By Jack Tarrant
TOKYO (Reuters) - Japan's Sunwolves said on Tuesday they would be eager to participate in Rugby Australia's proposed tournament in July as it would allow the side to leave a legacy before their Super Rugby departure.
On Monday, Rugby Australia said they were looking at potentially including both the Western Force and the Sunwolves in a competition with their four Super Rugby sides to start in early July.
The resumption of Super Rugby is impossible because of international travel bans so Australia is looking to follow New Zealand's lead by setting up a one-country competition to get players back on the pitch.
Before Super Rugby was suspended due to the coronavirus outbreak, the Sunwolves were playing in their final season before being axed from the otherwise southern hemisphere competition.

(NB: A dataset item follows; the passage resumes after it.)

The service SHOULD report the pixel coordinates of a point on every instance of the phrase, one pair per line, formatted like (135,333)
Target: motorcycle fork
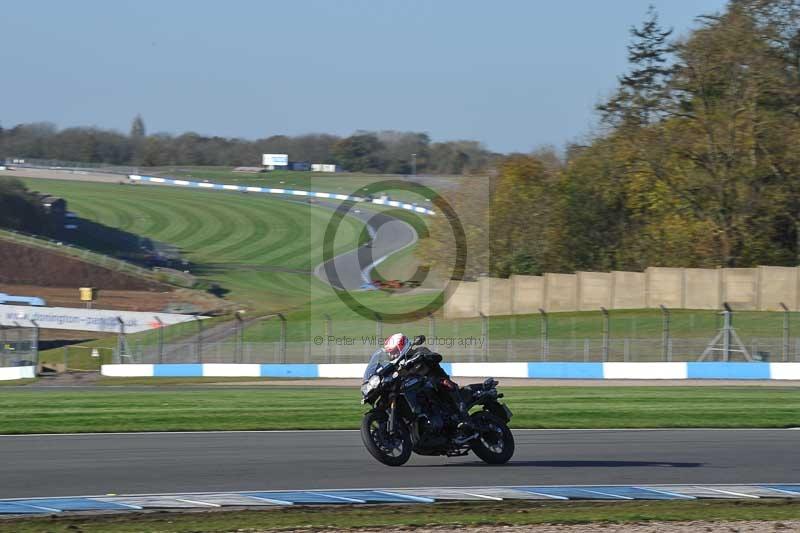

Sunwolves CEO Yuji Watase welcomed the proposal and said he would be happy for the team to be based in Australia for the duration of the competition.
"Yes, we've been discussing with Rugby Australia about restarting the competition and they've been helping us to proceed with our involvement," Watase told Reuters on Tuesday.
The 2020 season was set to be the Sunwolves’ last in Super Rugby, after the competition’s governing body SANZAAR and the Japanese Football Rugby Union failed to agree on the terms of their inclusion.
"This is to be the last season, and we definitely would like to leave a legacy," said Watase, who added that he doesn't expect participation in Rugby Australia's competition to lead to re-inclusion in Super Rugby next season.
"I believe participating in this competition is a different story from Super Rugby in the future. SANZAAR is the one to decide the future for Super Rugby," he said.
Rugby Australia said the competition would last for 12 weeks from early July with the last two rounds encompassing the playoffs and final.
Rugby Australia's Chief Medical Officer, Dr Warren McDonald, said a staged framework for a return to contact training by May 25 and full team training from June 8 had been submitted to the government for approval.